On the Public Option
MISSION: The Coalition to Protect Patients’ Rights recognizes that individual choice will be threatened by the introduction of a public option plan. So we will expose the failure of government-controlled healthcare coverage, especially noting decreases in quality and increases in spending and government inefficiency.Much of the controversy surrounding health reform centers on the “public option” which is being presented as a government-backed insurance plan that will offer competition to private insurance and an additional choice for all Americans. However, as former HHS Secretary Leavitt recently pointed out, “the language of competition and choice cleverly conceals the objective. The President’s public option is a gateway leading to 118 million Americans losing the option of private choice.”
This public option would “compete” directly against private health plans in a national health insurance exchange. However, the competition wouldn’t be a fair one. The government would subsidize the cost of healthcare by increasing taxes by trillions of dollars or – as it is doing with Medicare – run the program at a deficit – which will leave a tremendous financial burden on our children and grandchildren. In addition, if the public plan is opened to all employees at Medicare payment levels it is estimated that 119.1 million people would be moved from private insurance to a government plan.
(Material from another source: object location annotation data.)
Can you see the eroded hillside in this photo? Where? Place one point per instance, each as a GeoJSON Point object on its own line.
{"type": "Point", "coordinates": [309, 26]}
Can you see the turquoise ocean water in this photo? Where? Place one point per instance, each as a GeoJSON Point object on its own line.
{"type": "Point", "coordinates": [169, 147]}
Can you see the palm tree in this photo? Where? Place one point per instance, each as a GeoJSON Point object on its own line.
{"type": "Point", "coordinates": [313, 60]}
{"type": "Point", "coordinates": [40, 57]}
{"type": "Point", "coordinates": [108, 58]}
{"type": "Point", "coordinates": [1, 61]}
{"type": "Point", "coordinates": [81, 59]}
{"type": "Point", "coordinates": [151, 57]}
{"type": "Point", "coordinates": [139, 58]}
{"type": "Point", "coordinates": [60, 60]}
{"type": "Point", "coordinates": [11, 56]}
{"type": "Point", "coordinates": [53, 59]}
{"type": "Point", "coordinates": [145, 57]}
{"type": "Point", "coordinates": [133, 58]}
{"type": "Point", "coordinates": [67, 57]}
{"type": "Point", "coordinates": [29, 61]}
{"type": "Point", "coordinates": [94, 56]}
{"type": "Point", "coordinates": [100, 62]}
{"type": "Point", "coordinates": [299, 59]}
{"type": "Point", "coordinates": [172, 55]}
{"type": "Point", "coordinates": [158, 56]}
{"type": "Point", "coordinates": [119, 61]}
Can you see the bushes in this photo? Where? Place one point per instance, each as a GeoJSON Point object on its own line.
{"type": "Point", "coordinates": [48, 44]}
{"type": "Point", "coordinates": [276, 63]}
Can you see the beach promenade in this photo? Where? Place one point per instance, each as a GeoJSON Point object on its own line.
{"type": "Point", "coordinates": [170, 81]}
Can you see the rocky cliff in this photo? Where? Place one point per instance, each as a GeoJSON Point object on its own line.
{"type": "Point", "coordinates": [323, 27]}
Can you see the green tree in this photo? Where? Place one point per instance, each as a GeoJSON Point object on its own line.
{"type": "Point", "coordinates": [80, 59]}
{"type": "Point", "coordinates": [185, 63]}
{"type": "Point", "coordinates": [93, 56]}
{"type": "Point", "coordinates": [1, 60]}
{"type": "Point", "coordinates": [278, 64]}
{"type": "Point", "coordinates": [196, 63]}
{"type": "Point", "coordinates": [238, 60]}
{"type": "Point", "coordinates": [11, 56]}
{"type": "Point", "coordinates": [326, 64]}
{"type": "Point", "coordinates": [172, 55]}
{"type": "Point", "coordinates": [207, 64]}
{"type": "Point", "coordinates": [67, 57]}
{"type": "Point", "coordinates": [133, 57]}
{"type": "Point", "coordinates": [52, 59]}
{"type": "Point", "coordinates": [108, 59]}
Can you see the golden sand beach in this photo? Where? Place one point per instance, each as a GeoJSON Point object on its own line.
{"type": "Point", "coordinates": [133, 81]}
But, the public option would provide fewer services and products as compared with current employer-based insurance and also result in less innovation and discovery, as government cost-containment measures would reduce incentives for research and development.
How would this happen?
First, a public option system would create an environment where the government would compete in the marketplace and regulate that same marketplace, all while having taxpayers pay for it. By devising its own coverage plan, writing the laws that govern healthcare, and supplied with a virtually endless stream of revenue from taxes, the government-controlled public option would quickly begin to crowd out private industry options.
Over a period of time, more and more Americans would be forced into the artificially cheap public plan driving private plans from the market, unable to compete. As a result, the public option would be the only option and Americans would be left with no choice at all. Naturally, this government-controlled healthcare monopoly would lead to higher costs and poorer quality of care.
In addition, current legislative proposals would pay for the public option through a combination of massive tax increases and drastic cuts to Medicare and Medicaid. Any health reform approach that offers a new entitlement by taking funds from another is both irresponsible and dangerous. During the presidential campaign then-candidate Obama said that drastic cuts to Medicare would result in “fewer places to get care and less freedom to choose your own doctor.” He went on to tell a crowd of seniors that drastic cuts to Medicare would mean higher out-of-pocket costs for prescription medicines, fewer services and lower quality care. Now, however, President Obama is proposing to cut Medicare to pay for his healthcare proposals.
The Coalition to Protect Patients’ Rights will vigorously oppose using funds from entitlement programs already facing looming shortfalls to pay for a new public option.